Foster eventually became sole proprietor. When he died in 1885 his heirs sold to Parrett & Neves, publishers of the East Kent Gazette at Sittingbourne, George Neves becoming editor. He died in 1921.
Neves was succeeded C P Wootton, H J Ross, Harry Couchman, and Eddie Albon. In 1959, Graham Parrett — great grandson of W J Parrett, whose company bought the News in 1885 — became editor and stayed in that role until 1968 when he became managing director of Parrett & Neves' publishing company, Associated Kent Newspapers. His deputy Eric Wintle was promoted to editor and stayed in that role briefly (he later became the company’s editorial director) before Gerald Hinks took the editor’s chair in 1970. Hinks, a former editor of the Sheerness Times Guardian and East Kent Gazette, took the News and its sister paper the Chatham Standard through an era of great success and won many national newspaper awards.
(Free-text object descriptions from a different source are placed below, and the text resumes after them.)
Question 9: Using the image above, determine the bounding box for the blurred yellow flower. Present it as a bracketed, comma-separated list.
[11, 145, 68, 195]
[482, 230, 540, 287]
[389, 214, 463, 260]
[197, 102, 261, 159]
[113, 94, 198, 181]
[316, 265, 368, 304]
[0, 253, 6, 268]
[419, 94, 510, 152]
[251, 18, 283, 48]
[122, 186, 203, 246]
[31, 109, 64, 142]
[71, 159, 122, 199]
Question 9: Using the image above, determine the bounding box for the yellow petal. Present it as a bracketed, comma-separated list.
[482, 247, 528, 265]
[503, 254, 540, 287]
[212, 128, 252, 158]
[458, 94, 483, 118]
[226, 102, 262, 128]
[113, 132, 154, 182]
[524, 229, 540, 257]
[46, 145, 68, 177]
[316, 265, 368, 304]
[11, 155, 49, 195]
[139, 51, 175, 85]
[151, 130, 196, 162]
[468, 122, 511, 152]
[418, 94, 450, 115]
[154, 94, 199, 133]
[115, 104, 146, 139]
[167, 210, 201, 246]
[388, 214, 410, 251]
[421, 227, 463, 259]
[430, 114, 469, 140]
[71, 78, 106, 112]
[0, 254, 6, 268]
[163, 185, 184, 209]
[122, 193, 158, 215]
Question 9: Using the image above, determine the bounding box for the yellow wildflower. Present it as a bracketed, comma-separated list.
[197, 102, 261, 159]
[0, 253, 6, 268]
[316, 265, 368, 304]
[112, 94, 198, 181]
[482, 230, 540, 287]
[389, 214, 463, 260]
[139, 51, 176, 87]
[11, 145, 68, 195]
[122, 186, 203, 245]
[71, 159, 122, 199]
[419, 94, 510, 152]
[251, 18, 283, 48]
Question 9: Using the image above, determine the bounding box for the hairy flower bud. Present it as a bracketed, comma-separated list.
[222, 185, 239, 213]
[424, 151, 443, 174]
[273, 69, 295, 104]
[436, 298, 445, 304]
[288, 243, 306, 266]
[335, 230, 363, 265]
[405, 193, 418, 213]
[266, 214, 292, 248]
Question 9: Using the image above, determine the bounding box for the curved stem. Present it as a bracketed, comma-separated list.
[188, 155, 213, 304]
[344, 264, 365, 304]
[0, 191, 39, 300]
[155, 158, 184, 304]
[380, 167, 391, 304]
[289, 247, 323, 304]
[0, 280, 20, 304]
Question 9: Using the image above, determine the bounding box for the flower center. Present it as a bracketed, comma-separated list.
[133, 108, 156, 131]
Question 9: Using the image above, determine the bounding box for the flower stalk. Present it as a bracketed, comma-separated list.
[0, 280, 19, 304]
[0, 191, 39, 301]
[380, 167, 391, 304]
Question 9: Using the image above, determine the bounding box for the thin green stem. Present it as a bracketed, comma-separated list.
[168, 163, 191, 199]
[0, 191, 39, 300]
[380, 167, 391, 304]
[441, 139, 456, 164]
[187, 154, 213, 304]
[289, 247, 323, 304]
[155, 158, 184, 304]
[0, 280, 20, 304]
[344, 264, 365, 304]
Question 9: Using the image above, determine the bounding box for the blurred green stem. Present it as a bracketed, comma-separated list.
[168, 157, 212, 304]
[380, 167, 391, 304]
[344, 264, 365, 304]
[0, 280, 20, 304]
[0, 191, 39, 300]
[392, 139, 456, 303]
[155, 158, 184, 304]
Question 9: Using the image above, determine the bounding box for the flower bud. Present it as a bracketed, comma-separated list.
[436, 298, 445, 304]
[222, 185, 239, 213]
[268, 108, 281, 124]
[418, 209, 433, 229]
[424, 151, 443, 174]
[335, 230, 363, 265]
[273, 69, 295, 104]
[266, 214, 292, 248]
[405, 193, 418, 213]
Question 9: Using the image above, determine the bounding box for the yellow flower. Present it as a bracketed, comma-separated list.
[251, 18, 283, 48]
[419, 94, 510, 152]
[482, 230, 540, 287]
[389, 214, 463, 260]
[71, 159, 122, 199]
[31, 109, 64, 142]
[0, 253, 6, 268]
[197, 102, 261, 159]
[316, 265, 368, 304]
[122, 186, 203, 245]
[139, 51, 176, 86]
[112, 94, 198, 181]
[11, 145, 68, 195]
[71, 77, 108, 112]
His editorship, characterised by a string of exclusive stories and robust journalism, was marred by the closure of Chatham Dockyard in 1984, an event that caused severe depression to the Medway towns’ fortunes and the circulation of the News.
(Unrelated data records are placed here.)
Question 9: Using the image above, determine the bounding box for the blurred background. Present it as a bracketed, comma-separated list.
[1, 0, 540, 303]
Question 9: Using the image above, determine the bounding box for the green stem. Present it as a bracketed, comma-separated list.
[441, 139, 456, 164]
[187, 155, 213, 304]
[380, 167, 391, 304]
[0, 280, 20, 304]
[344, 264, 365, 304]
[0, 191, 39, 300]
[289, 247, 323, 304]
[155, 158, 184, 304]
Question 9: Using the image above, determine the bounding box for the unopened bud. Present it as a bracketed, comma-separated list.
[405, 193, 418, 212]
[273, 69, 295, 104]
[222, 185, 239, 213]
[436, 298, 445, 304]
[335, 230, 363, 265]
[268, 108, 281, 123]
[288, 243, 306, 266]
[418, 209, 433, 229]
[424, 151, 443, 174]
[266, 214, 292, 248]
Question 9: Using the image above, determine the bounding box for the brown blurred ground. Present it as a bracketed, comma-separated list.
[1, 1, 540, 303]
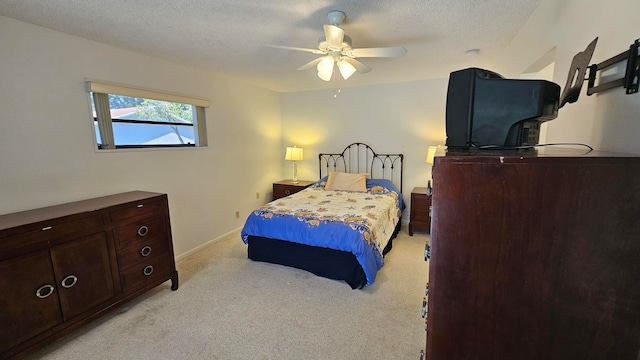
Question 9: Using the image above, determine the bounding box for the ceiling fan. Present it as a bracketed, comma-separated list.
[268, 10, 407, 81]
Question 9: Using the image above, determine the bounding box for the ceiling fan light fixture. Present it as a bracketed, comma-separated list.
[338, 58, 356, 80]
[317, 56, 335, 81]
[270, 10, 406, 82]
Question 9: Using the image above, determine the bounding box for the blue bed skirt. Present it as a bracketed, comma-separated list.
[246, 221, 400, 289]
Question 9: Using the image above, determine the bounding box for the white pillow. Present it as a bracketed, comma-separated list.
[325, 172, 368, 192]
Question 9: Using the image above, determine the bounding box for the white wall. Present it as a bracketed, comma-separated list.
[0, 16, 281, 256]
[3, 0, 638, 256]
[499, 0, 640, 154]
[280, 79, 449, 222]
[279, 0, 640, 225]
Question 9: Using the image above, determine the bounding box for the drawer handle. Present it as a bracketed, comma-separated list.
[42, 226, 53, 231]
[35, 284, 55, 299]
[137, 225, 149, 237]
[421, 297, 428, 318]
[425, 282, 429, 296]
[143, 265, 154, 276]
[140, 245, 152, 257]
[137, 204, 144, 208]
[420, 350, 425, 360]
[284, 189, 291, 195]
[424, 243, 431, 261]
[61, 275, 78, 289]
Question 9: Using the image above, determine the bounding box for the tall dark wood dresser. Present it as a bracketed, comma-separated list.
[424, 147, 640, 360]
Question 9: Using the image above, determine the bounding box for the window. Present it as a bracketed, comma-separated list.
[87, 81, 209, 149]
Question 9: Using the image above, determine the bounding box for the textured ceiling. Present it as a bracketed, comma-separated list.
[0, 0, 542, 93]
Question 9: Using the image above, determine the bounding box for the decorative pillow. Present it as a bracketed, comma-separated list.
[325, 172, 368, 192]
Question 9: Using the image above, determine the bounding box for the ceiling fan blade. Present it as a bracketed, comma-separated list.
[297, 58, 323, 71]
[350, 46, 407, 58]
[267, 44, 325, 54]
[343, 57, 372, 73]
[323, 25, 344, 48]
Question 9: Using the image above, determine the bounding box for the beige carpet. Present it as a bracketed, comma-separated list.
[29, 228, 430, 360]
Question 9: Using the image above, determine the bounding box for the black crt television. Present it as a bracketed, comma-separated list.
[445, 67, 561, 149]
In 1988 Parrett & Neves sold Associated Kent Newspapers to Emap. During this ownership, Hinks was replaced by John McElhill, formerly of the Mid-Sussex Times. The circulation dipped further. The group was subsequently sold to its hated rivals, the Canterbury-based freesheet publishing group Adscene. McElhill resigned and was succeeded by Murray Evans, a former deputy editor of the News and editor of the East Kent Gazette. Evans was succeeded in 2001 by his deputy, Diane Nicholls. The publishing group went through two more owners, Denitz and Southnews, before being bought by Trinity Mirror. Trinity announced in December 2006 that it was selling its southern division, including the News.
[edit] The News office
The News was initially published from and printed from 30 High Street, Chatham. In the late 1960s, after production was centralised at Crown Quay Lane, Sittingbourne, the building was sold to the BBC, from which BBC Radio Medway was launched in 1970. The News moved to a nearby building at 12 New Road Avenue, Chatham. A Gillingham branch office shut in the mid 1980s.